Словно поторапливая всех, мать приподнято сказала:

— За тех, кто делает лучшие танки. Советские!

Вскоре офицеры поднялись из-за стола, стали прощаться. Надев в прихожей фуражку, на этот раз прямо — по уставу, капитан сказал:

— Вы уж, Ольга Андреевна, меня, пожалуйста, извините.

— Да что вы, Константин Иванович... За что? — мать подала на прощание руку.

Он усмехнулся:

— Да так, знаете... А за нож — большое спасибо. Очень буду его беречь. Напишу как-нибудь вам письмо, если не возражаете. Как воюем, как живем...

— Буду вам благодарна. Крайне любопытно, как поведут себя в бою наши танки, так что обязательно напишите.

— Само собой... — он вытянулся, отдал честь, но тут же улыбнулся и развел руками, смягчая официальность прощания.
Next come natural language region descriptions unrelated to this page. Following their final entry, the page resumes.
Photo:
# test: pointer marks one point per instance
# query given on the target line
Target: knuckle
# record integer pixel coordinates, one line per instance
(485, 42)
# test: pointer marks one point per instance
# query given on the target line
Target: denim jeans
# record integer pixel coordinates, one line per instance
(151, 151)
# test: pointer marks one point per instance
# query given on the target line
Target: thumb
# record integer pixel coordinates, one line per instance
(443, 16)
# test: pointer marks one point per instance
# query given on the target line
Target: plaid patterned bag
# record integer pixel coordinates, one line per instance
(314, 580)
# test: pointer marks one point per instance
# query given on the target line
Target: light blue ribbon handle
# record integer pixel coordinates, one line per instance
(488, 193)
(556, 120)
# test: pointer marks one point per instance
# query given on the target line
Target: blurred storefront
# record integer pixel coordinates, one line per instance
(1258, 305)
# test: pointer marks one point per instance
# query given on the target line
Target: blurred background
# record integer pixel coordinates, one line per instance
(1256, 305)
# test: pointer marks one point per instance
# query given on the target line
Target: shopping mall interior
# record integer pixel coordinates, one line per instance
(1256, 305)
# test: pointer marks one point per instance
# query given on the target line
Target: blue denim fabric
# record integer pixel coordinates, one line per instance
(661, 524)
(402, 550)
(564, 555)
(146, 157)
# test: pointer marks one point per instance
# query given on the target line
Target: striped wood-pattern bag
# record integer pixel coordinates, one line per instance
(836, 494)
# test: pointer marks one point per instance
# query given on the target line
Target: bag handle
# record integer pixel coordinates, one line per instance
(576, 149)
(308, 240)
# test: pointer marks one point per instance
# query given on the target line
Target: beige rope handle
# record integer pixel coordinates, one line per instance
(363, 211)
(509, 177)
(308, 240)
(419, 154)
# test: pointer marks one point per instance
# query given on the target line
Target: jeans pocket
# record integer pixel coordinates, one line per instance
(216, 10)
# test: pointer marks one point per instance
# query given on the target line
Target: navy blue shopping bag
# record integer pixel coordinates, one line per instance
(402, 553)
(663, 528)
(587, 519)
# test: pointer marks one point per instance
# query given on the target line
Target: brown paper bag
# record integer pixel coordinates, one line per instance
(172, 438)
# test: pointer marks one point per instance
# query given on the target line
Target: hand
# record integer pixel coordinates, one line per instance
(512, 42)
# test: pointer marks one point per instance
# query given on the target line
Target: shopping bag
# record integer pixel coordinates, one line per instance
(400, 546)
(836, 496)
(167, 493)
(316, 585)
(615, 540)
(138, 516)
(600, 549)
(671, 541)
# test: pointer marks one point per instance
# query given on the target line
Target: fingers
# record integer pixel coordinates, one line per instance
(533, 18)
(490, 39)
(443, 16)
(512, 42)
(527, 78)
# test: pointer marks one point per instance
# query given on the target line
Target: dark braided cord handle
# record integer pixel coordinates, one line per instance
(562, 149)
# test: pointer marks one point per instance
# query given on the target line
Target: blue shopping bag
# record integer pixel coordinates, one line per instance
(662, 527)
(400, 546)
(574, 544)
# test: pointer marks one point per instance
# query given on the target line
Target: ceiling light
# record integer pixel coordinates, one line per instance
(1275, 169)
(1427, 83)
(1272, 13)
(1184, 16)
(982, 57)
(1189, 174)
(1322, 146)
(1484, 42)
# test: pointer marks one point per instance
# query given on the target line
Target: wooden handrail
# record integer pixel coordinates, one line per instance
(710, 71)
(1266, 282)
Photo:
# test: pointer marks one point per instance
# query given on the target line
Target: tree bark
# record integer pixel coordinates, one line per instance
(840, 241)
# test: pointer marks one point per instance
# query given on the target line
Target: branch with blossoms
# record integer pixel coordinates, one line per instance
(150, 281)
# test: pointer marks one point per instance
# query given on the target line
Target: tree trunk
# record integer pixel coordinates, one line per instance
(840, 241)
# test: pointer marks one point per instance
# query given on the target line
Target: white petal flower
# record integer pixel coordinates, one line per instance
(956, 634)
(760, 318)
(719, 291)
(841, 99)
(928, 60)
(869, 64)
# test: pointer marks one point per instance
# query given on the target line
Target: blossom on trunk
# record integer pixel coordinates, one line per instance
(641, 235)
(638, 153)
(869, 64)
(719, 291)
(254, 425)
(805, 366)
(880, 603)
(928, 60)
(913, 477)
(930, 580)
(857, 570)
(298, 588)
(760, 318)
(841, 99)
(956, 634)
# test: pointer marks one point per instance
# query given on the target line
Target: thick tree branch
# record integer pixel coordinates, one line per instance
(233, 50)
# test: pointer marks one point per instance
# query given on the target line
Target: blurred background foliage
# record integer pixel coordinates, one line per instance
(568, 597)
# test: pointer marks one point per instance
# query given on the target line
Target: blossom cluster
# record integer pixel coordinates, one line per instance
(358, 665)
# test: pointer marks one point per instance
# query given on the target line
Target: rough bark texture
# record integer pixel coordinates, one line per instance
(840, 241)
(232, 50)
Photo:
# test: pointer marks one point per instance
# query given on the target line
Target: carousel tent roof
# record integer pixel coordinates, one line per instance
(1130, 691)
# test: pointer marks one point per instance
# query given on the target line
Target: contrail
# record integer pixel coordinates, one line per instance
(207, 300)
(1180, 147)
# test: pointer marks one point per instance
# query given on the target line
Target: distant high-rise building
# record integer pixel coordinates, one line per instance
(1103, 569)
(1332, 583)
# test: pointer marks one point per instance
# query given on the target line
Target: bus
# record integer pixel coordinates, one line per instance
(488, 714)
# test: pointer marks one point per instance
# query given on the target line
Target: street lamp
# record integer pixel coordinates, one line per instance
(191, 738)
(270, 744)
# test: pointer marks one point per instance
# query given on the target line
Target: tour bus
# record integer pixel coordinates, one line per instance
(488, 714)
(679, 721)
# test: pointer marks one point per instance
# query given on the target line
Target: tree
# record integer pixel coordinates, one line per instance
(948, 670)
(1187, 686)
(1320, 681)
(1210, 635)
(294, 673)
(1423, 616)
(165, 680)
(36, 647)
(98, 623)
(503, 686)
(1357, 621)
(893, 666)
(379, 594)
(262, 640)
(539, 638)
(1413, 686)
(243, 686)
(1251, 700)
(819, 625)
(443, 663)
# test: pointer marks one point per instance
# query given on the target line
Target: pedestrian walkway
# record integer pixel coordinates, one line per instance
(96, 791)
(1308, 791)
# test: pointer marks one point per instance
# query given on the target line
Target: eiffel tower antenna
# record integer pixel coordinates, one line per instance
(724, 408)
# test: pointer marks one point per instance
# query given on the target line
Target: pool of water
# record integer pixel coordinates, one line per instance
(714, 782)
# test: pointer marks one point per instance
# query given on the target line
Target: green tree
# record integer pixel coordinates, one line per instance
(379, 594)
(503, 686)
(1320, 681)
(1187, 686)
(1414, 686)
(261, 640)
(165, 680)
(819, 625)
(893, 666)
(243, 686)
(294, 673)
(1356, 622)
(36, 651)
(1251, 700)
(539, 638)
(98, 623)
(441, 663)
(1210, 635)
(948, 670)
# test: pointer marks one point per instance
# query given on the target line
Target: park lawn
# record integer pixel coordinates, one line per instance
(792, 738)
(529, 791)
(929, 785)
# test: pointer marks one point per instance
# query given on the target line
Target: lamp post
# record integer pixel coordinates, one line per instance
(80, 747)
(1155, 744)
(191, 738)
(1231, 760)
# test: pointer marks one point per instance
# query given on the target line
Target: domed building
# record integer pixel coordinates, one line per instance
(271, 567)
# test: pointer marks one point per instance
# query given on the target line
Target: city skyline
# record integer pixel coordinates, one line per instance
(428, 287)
На следующий день утром я, едва позавтракав, побежал на железнодорожную станцию — еще раз посмотреть на танки. Втайне надеялся найти вчерашних наших гостей: они-то, конечно, разрешат посидеть в танке, осмотреть все внутри.

Но эшелонов не было. На том месте, где они стояли, только рельсы блестели на солнце.

3

Осенью в городе появились первые пленные немцы, и на окраине, у парка, для них оборудовали лагерь: с вышками для часовых, с высоким забором и с колючей проволокой на этом заборе. Первое время пленных держали в лагере, но зимой все чаще стали выводить на работы. Вначале немцев усиленно охраняли — впереди колонны обязательно ехал верхом офицер, по бокам и позади шли солдаты с винтовками наперевес; те места, где работали пленные, тоже обносились забором, со всех четырех сторон на больших щитах крупно писали: «Запретная зона!» Иногда там угрожающе добавлялось: «Стреляю без предупреждения!»

Весной охрана пленных уменьшилась, а летом и вообще можно было встретить на улицах почти свободно идущие группы немцев с одиноким охранником позади, повесившим на плечо винтовку стволом вниз; да и работали они теперь совсем на виду.

Летом пленные недалеко от нашего дома копали траншеи и ремонтировали водопровод. Они приходили утром, одетые в потрепанную, ядовито-зеленоватую форму со споротыми погонами и петлицами, все, как на подбор, почему-то низкорослые, плотные и тугощекие. Деловито, без суеты, принимались за работу и работали старательно — подгонять их не приходилось; пожилой охранник, тоже в старенькой, выцветшей гимнастерке, все время сидел на скамейке у какого-нибудь дома — винтовку ставил меж колен, равнодушно поглядывал на пленных, а то и подремывал, держась руками за ствол винтовки. От немцев при ветерке веяло странным, каким-то горьковатым чужим запахом.

Из соседних домов поглазеть, как работают пленные, часто выходили женщины и дети. Сначала все вели себя осторожно, близко к пленным не подходили, не то чтобы побаиваясь их, а словно опасаясь запачкаться, но потом кто-то осмелел, дал немцу кусок хлеба, и когда тот в ответ заблестел глазами и стал благодарно кланяться, прижимая к сердцу ладонь с растопыренными короткими пальцами, многие женщины вдруг подались домой за хлебом и картошкой.